Villa Borghese "outside Porta Pinciana", within which the gallery is located, rose at the beginning of the 17th century on a family property, to which other plots of land were gradually added, until an immense park was constituted. The rapid ascent in Rome of the Borghese family, which was originally from Siena, culminated in the election as pope of Camillo (1605-1621), who took the name of Paul V and began the great era of urban works and extraordinary feats of art collecting.

With the ascension to the papal throne of Paul V Borghese, his nephew, Cardinal Scipione Cafarelli Borghese (1577-1633), began to intensely commission architecture and at the same time to acquire works of art that would make his collection one of the largest of his time.

By confiscating the paintings in Cavalier d'Arpino's studio in 1607 he gained possession of about 100 works, including several youthful ones by Caravaggio. In the same year he acquired the patriarch of Aquileia's collection, while in 1608 he obtained 71 extraordinary paintings belonging to Cardinal Sfondrato. Cardinal Scipione Borghese's extreme unscrupulousness in obtaining works of art and in indulging his passion as a modern collector is shown in numerous episodes, such as his acquisition in 1605 of Caravaggio's Madonna and Child with St. Anne which had been rejected by the Confraternity shortly before it was to be displayed in the chapel in St. Peter's - perhaps as ordered by the pope himself and the incredible theft of Raphael's Deposition, which was removed on behalf of Scipione from the Convent of San Francesco a Prato in Perugia, lowered from the town walls during the night between March 18 and 19, 1608 and subsequently declared "the cardinal's private property" by Paul V.

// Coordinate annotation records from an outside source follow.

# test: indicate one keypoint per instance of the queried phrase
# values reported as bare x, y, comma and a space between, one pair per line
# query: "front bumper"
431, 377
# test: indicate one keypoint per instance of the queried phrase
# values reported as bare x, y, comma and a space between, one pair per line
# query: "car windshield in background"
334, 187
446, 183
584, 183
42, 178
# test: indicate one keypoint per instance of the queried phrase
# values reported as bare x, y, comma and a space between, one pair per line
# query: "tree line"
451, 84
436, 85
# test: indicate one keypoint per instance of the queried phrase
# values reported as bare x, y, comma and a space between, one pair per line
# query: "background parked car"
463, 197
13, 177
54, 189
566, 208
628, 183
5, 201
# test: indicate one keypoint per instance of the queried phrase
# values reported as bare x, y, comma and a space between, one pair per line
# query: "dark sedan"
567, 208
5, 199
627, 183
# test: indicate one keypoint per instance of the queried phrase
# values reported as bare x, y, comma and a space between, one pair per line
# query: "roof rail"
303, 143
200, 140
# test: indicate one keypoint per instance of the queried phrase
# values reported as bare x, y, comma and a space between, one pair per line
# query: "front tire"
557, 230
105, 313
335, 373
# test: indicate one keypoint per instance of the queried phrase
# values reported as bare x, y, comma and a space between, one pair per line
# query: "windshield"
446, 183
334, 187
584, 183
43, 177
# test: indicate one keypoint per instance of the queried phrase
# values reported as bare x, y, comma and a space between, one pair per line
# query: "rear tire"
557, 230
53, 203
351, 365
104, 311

The collection of ancient sculptures, the other fundamental element able to confer an aura of ideal universality on collections of art had been constantly expanding and the splendor of these archaeological marbles was complemented by the "modern" statuary of Gian Lorenzo Bernini, executed for the cardinal from 1615-1623.

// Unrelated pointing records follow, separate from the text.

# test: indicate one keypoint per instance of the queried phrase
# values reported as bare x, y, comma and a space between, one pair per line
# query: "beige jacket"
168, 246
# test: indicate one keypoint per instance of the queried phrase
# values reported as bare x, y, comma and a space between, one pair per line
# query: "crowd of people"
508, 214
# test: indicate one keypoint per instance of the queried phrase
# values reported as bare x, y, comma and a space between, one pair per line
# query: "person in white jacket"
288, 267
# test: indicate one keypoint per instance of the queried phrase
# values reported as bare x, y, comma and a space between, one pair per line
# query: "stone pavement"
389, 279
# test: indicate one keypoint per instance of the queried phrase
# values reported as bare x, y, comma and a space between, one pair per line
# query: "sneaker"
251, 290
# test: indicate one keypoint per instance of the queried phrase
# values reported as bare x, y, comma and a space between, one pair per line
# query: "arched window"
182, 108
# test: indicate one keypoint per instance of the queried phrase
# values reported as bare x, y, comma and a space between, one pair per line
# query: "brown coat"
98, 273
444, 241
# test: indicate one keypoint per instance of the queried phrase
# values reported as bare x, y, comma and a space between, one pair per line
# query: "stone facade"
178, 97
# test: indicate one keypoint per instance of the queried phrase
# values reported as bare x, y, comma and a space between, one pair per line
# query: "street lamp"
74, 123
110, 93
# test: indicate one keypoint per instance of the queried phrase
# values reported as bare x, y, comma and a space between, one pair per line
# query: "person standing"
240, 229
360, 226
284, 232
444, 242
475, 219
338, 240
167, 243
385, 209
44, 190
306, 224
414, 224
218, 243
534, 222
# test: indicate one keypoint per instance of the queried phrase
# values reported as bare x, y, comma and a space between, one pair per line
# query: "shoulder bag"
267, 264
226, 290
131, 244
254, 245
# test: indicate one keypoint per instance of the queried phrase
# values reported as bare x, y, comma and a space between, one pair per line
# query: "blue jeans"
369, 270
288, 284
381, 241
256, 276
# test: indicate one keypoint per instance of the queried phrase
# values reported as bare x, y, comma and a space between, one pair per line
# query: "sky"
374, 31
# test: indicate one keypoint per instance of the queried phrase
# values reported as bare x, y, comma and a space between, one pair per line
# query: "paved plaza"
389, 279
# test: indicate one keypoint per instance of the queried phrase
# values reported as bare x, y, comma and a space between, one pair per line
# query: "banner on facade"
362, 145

In accordance with the cardinal's will, at his death all his movable property and real estate were subjected to a very stringent fideicommissum, a legal institution that kept the collection together until the end of the 18th century. At the end of the 17th century, the Borghese family could count on a collection of about 800 paintings and one of the most famous collections of antiquities in Rome, in addition to vast holdings of real estate. It was precisely the archaeological collection that aroused the interest of Napoleon Bonaparte whose sister Pauline (1780-1825) had married Prince Camillo Borghese (1775-1832). Following their sale, which was forcibly imposed by the emperor in 1807/8 the sculptures were removed from their original setting and transported to the Louvre where they now constitute one of the essential components of the archaeological collection.

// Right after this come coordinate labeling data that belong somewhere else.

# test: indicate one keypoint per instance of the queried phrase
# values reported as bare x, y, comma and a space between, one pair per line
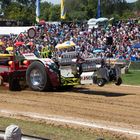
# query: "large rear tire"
101, 82
36, 77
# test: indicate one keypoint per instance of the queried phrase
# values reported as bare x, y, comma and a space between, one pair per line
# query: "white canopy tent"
13, 30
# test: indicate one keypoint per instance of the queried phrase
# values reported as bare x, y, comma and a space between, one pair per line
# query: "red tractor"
39, 74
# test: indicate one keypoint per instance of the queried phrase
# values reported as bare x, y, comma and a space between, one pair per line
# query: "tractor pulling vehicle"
42, 74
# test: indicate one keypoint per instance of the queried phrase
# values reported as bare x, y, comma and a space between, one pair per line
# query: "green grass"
132, 78
55, 132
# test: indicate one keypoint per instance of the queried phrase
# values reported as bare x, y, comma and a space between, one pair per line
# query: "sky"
58, 1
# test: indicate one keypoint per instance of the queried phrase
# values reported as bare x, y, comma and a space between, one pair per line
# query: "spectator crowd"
115, 41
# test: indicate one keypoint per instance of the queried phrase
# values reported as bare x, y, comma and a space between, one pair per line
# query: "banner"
99, 9
63, 10
37, 10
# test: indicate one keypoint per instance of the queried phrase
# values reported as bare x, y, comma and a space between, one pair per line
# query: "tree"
54, 13
45, 10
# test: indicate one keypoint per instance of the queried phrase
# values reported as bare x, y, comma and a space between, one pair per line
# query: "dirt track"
117, 106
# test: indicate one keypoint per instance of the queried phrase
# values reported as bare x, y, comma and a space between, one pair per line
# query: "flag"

In the following years, through replacements made by recovering statues and new excavations, the Villa on the Pincio acquired the appearance that we can admire today. We owe to Camillo two of the Villa's most famous masterpieces: the sculpture of Paolina Bonaparte as Venus Victrix by Antonio Canova and Correggio's Danae, which he purchased in 1827. In 1833 the prince renewed the fideicommissum, thus preserving the collection in its entirety until the Italian government acquired the Museum and the Gallery in 1902.